Metabotropic receptor-mediated Ca2+ signaling elevates mitochondrial Ca2+ and stimulates oxidative metabolism in hippocampal slice cultures

Metabotropic receptors modulate numerous cellular processes by intracellular Ca2+ signaling, but less is known about their role in regulating mitochondrial metabolic function within the CNS. In this study, we demonstrate in area CA3 of rat organotypic hippocampal slice cultures that glutamatergic, serotonergic, and muscarinic metabotropic receptor ligands, namely trans-azetidine-2,4-dicarboxylic acid, alpha-methyl-5-hydroxytryptamine, and carbachol, transiently increase mitochondrial Ca2+ concentration ([Ca2+](m)) as recorded by changes in Rhod- 2 fluorescence, stimulate mitochondrial oxidative metabolism as revealed by elevations in NAD( P) H fluorescence, and induce K+ outward currents as monitored by rapid increases in extracellular K+ concentration ([K+](o)). Carbachol (1-1,000 muM) elevated NAD(P) H fluorescence by less than or equal to 14% DeltaF/F-0 and increased [K+](o) by less than or equal to4.3 mM in a dose-dependent manner.

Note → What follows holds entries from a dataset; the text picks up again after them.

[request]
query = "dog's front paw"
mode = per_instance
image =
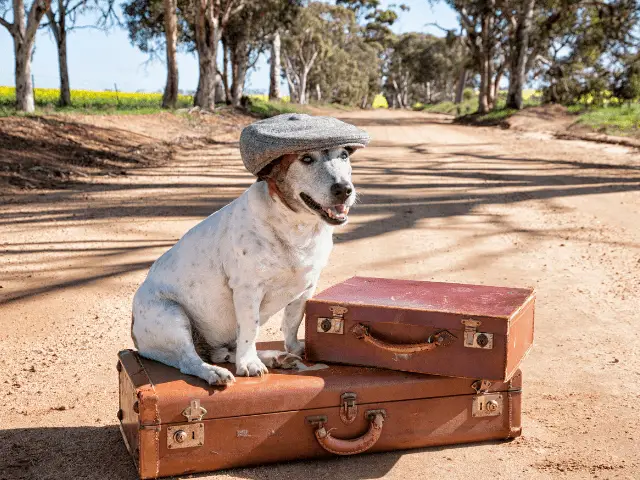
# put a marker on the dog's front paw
(295, 348)
(251, 367)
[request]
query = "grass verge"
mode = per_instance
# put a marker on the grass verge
(611, 120)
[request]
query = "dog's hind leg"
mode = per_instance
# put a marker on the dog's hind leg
(278, 359)
(162, 331)
(291, 320)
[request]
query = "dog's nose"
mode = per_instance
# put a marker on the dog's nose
(341, 191)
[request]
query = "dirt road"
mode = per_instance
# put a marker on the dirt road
(438, 202)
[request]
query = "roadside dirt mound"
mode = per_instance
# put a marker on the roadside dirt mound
(545, 118)
(48, 152)
(61, 151)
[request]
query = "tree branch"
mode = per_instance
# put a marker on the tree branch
(53, 25)
(7, 25)
(38, 10)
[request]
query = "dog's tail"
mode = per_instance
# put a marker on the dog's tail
(133, 337)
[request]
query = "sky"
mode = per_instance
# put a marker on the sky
(101, 61)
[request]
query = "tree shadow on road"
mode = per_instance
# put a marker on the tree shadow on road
(98, 453)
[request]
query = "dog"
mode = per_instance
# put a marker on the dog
(204, 300)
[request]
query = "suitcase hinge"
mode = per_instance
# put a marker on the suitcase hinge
(335, 324)
(348, 407)
(194, 412)
(475, 339)
(485, 404)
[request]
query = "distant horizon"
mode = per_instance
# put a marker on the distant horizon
(94, 66)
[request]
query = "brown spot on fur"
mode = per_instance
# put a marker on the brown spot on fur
(275, 171)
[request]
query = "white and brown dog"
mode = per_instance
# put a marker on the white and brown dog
(210, 293)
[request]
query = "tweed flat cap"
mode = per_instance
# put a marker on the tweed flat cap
(266, 140)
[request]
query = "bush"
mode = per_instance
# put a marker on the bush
(380, 101)
(468, 94)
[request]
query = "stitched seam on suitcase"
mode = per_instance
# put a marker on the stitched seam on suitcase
(364, 406)
(409, 307)
(156, 433)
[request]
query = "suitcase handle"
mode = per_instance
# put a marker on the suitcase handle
(440, 339)
(341, 446)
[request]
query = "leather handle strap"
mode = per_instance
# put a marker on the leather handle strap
(341, 446)
(439, 339)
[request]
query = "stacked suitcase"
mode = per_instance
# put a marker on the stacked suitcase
(374, 348)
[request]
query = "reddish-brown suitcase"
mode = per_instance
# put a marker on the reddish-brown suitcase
(446, 329)
(176, 424)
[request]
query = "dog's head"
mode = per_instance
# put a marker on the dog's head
(318, 183)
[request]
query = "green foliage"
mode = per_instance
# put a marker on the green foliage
(94, 101)
(468, 94)
(421, 68)
(264, 108)
(379, 101)
(613, 120)
(597, 41)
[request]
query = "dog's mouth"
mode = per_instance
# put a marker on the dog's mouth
(334, 215)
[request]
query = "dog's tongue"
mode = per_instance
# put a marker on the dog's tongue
(342, 208)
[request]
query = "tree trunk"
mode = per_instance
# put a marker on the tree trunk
(496, 86)
(207, 30)
(225, 72)
(238, 72)
(303, 87)
(461, 82)
(170, 97)
(65, 88)
(289, 75)
(23, 32)
(24, 88)
(274, 68)
(483, 94)
(59, 29)
(365, 101)
(518, 70)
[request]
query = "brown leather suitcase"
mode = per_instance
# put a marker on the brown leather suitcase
(177, 424)
(446, 329)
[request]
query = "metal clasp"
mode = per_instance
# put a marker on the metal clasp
(194, 412)
(348, 408)
(475, 339)
(485, 404)
(335, 324)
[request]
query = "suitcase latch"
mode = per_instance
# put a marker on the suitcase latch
(475, 339)
(487, 405)
(185, 436)
(335, 324)
(348, 408)
(194, 412)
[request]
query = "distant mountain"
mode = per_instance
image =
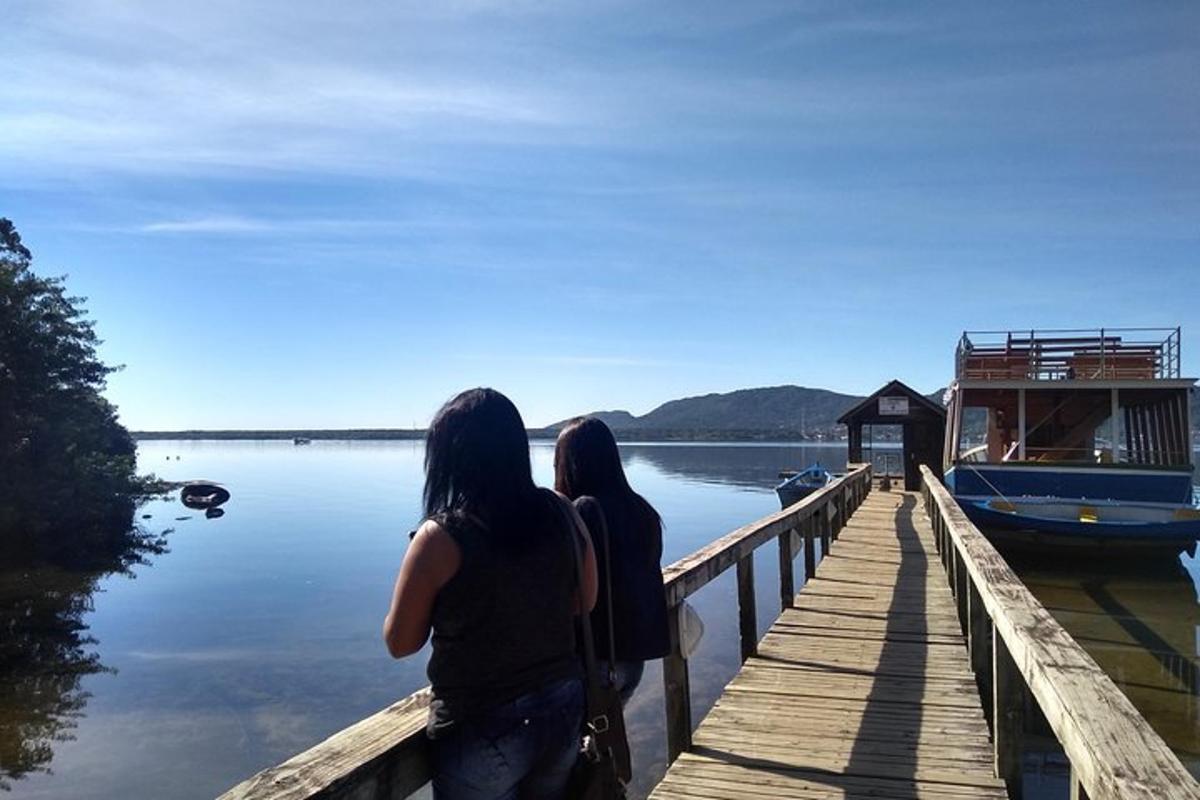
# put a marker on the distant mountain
(786, 411)
(615, 420)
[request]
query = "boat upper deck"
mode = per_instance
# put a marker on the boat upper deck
(1099, 354)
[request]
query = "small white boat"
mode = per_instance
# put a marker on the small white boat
(802, 485)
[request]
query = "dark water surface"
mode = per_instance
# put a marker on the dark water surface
(258, 633)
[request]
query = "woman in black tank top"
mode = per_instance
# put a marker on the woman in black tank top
(587, 465)
(491, 575)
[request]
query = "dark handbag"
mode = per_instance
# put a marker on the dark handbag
(604, 765)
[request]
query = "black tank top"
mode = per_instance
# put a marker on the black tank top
(503, 625)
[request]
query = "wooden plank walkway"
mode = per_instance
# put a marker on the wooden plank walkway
(863, 690)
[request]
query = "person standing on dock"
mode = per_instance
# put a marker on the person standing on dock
(492, 573)
(588, 470)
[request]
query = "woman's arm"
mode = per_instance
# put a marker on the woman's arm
(431, 560)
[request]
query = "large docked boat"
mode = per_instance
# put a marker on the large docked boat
(1073, 438)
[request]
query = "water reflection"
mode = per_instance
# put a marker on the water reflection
(46, 650)
(1140, 623)
(743, 465)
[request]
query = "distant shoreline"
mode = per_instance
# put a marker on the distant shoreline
(409, 434)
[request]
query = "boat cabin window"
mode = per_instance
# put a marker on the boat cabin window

Carbachol-induced responses persisted in Ca2+-free solution and blockade of ionotropic glutamatergic and nicotinic receptors. Under similar conditions caffeine, known to cause Ca2+-induced Ca2+ release (CICR), also evoked elevations in [Ca2+](m), NAD(P) H fluorescence and [K+](o) that, in contrast to carbachol-induced responses, displayed oscillations. After depletion of intracellular Ca2+ stores by carbachol in Ca2+-free solution, re-application of 1.6 mM Ca2+-containing solution triggered marked elevations in [Ca2+](m), NAD(P) H fluorescence and [K+](o). These data indicate that metabotropic transmission effectively regulates mitochondrial oxidative metabolism via diverse receptor types in hippocampal cells and that inonitol 1,4,5-trisphosphate-induced Ca2+ release (IICR) or CICR or capacitative Ca2+ entry might suffice in stimulating oxidative metabolism by elevating [Ca2+](m). Thus activation of metabotropic receptors might significantly contribute to generation of ATP within neurons and glial cells.